I was focusing on the sample for encoding arbitrary higher kinded types: specifically the line type HKT where Apply<HKT, E> = Self;
is invalid in today's Rust, because the where
clause on associated types was dropped from the associated items rfc (though the text wasn't updated! :( ). It should be possible to replace it with an equivalent where
clause on the trait definition, but equality bounds on where
clauses for traits are not implemented yet.
Anyway, here's where I got to (had to make a few other changes to deal with the scoping changes that happened):
trait TypeToType<Input> {
type Output;
}
type Apply<Name, Elt> where Name: TypeToType<Elt> = Name::Output;
struct Vec_;
impl<T> TypeToType<T> for Vec_ {
type Output = Vec<T>;
}
trait Mappable
where Apply<Self::HKT, Self::E> = Self // syntax which requires rust-lang #20041 to be closed
{
type E;
// `where` is invalid syntax on associated types, so we moved this to the trait bound instead
//type HKT where Apply<Self::HKT, Self::E> = Self;
type HKT;
fn map<F>(self, f: FnMut(Self::E) -> F) -> Apply<Self::HKT, F>;
}
So as far as I'm concerned, this talk will have to wait until we actually get proper HKT support, or at least until rust-lang/#20041 is closed.

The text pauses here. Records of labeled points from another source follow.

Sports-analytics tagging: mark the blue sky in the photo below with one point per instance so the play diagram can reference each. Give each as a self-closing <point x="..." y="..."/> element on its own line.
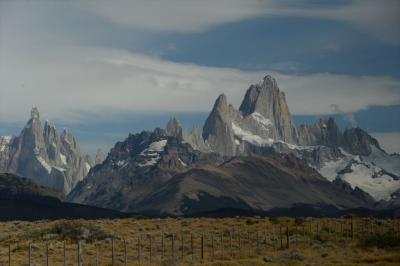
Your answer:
<point x="104" y="70"/>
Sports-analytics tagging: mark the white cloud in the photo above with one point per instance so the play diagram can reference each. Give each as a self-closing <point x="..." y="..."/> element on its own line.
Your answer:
<point x="174" y="15"/>
<point x="390" y="141"/>
<point x="65" y="80"/>
<point x="380" y="18"/>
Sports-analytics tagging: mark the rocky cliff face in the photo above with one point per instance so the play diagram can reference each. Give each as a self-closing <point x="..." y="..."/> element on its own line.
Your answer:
<point x="251" y="158"/>
<point x="41" y="154"/>
<point x="155" y="173"/>
<point x="263" y="124"/>
<point x="266" y="99"/>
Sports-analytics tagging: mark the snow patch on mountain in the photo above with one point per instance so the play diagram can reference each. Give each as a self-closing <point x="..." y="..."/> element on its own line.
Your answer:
<point x="87" y="165"/>
<point x="152" y="153"/>
<point x="370" y="179"/>
<point x="264" y="122"/>
<point x="250" y="137"/>
<point x="331" y="168"/>
<point x="4" y="142"/>
<point x="63" y="158"/>
<point x="44" y="164"/>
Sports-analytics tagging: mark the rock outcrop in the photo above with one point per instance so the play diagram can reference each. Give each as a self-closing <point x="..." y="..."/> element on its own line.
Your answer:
<point x="41" y="154"/>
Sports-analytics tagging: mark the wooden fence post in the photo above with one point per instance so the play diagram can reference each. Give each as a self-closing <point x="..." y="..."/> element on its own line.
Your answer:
<point x="222" y="243"/>
<point x="202" y="246"/>
<point x="173" y="246"/>
<point x="249" y="242"/>
<point x="352" y="229"/>
<point x="287" y="237"/>
<point x="150" y="248"/>
<point x="230" y="244"/>
<point x="162" y="245"/>
<point x="191" y="245"/>
<point x="125" y="253"/>
<point x="138" y="248"/>
<point x="64" y="253"/>
<point x="30" y="254"/>
<point x="212" y="245"/>
<point x="47" y="253"/>
<point x="266" y="238"/>
<point x="112" y="252"/>
<point x="97" y="253"/>
<point x="240" y="244"/>
<point x="182" y="246"/>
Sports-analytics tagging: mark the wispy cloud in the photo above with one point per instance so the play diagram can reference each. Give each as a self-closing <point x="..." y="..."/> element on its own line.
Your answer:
<point x="389" y="141"/>
<point x="379" y="18"/>
<point x="92" y="79"/>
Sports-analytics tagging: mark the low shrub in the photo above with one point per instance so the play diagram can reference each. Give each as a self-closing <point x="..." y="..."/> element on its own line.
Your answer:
<point x="385" y="240"/>
<point x="75" y="231"/>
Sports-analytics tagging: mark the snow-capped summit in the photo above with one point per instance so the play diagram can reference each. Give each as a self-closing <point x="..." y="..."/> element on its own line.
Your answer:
<point x="41" y="154"/>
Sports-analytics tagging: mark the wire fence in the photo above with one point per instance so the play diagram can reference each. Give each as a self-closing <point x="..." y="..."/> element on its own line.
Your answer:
<point x="158" y="247"/>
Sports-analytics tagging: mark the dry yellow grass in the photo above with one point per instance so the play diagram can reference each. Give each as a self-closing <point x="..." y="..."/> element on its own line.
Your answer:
<point x="332" y="244"/>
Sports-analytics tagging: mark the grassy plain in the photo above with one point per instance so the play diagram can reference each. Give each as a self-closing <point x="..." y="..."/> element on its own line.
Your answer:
<point x="245" y="241"/>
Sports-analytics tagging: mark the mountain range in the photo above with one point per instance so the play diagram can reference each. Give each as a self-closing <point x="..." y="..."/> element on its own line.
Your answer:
<point x="253" y="158"/>
<point x="48" y="158"/>
<point x="23" y="199"/>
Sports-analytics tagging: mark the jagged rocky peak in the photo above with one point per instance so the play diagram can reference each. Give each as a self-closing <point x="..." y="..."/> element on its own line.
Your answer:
<point x="41" y="154"/>
<point x="267" y="100"/>
<point x="100" y="157"/>
<point x="35" y="113"/>
<point x="174" y="128"/>
<point x="325" y="132"/>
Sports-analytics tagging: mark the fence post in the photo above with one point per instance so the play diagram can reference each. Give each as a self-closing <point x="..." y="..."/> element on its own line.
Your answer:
<point x="162" y="245"/>
<point x="125" y="253"/>
<point x="64" y="254"/>
<point x="182" y="246"/>
<point x="222" y="243"/>
<point x="249" y="242"/>
<point x="112" y="252"/>
<point x="352" y="229"/>
<point x="97" y="253"/>
<point x="212" y="245"/>
<point x="47" y="253"/>
<point x="30" y="254"/>
<point x="287" y="237"/>
<point x="266" y="238"/>
<point x="230" y="244"/>
<point x="173" y="246"/>
<point x="202" y="246"/>
<point x="191" y="245"/>
<point x="150" y="248"/>
<point x="240" y="243"/>
<point x="138" y="248"/>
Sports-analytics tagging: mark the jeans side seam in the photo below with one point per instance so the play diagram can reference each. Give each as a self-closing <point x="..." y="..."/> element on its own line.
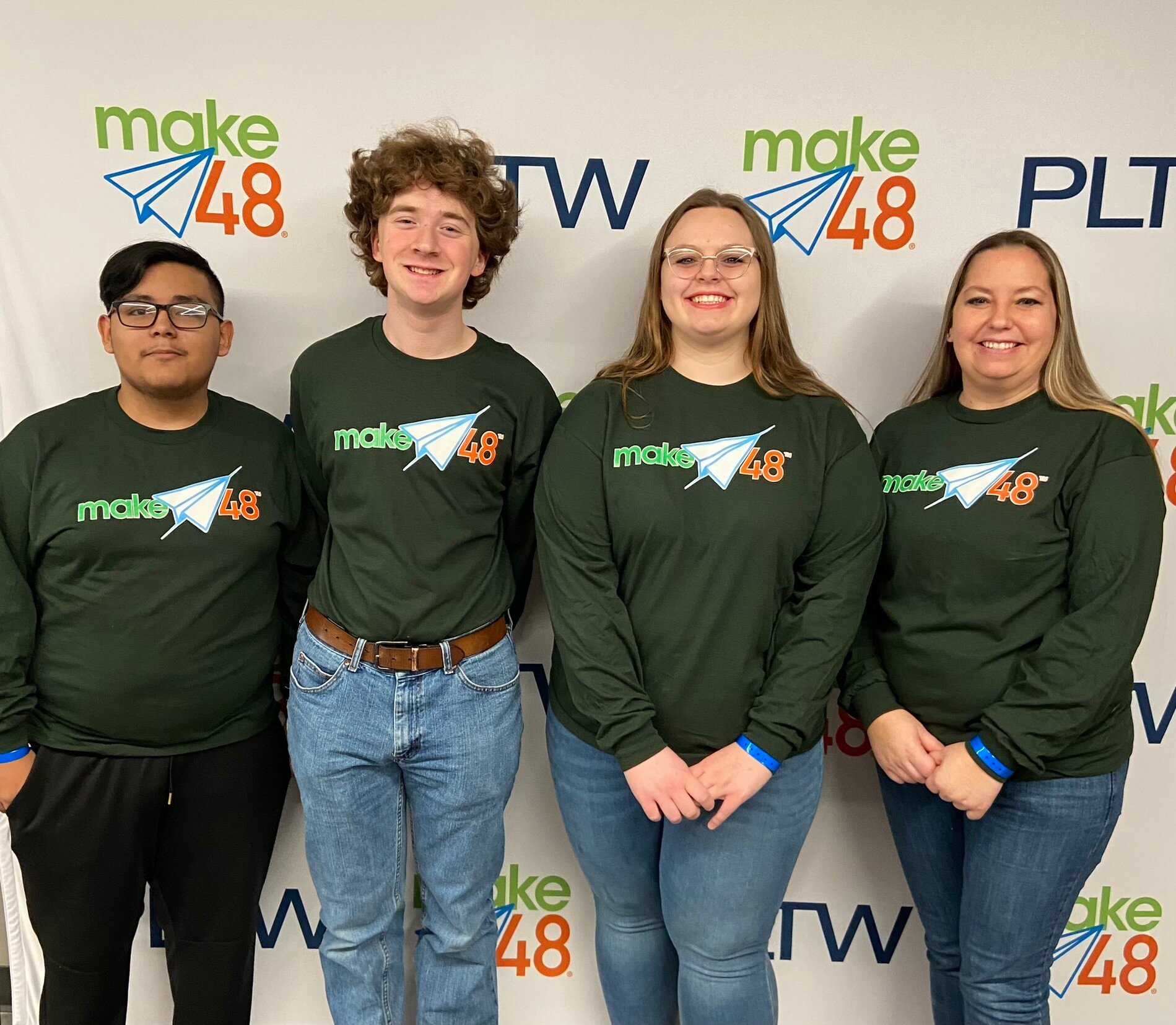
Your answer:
<point x="1075" y="878"/>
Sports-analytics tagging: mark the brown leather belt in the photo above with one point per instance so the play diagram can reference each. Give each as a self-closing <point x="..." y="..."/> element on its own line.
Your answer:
<point x="400" y="655"/>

Tom McGilchrist gave a talk at a recent fpsyd about higher kinded polymorphism in OCaml, which is achieved roughly the same way.
The paper that introduced the ideas he was talking about is "Lightweight higher-kinded polymorphism" by Yallop and White (2014): https://ocamllabs.github.io/higher/lightweight-higher-kinded-polymorphism.pdf
The OCaml lib that implements those ideas is here: https://github.com/ocamllabs/higher
His slides are here: http://lambdafoo.com/fp-syd-higher-2015
Maybe that could be further inspiration for this :)
I'm going to close this for now - might get back to it later.
Supposedly higher kinded types are possible now with some contortions: https://github.com/rust-lang/rfcs/blob/master/text/0195-associated-items.md#encoding-higher-kinded-types
I've been meaning to put some time into understanding how this works; I could package it up into a talk if people are interested.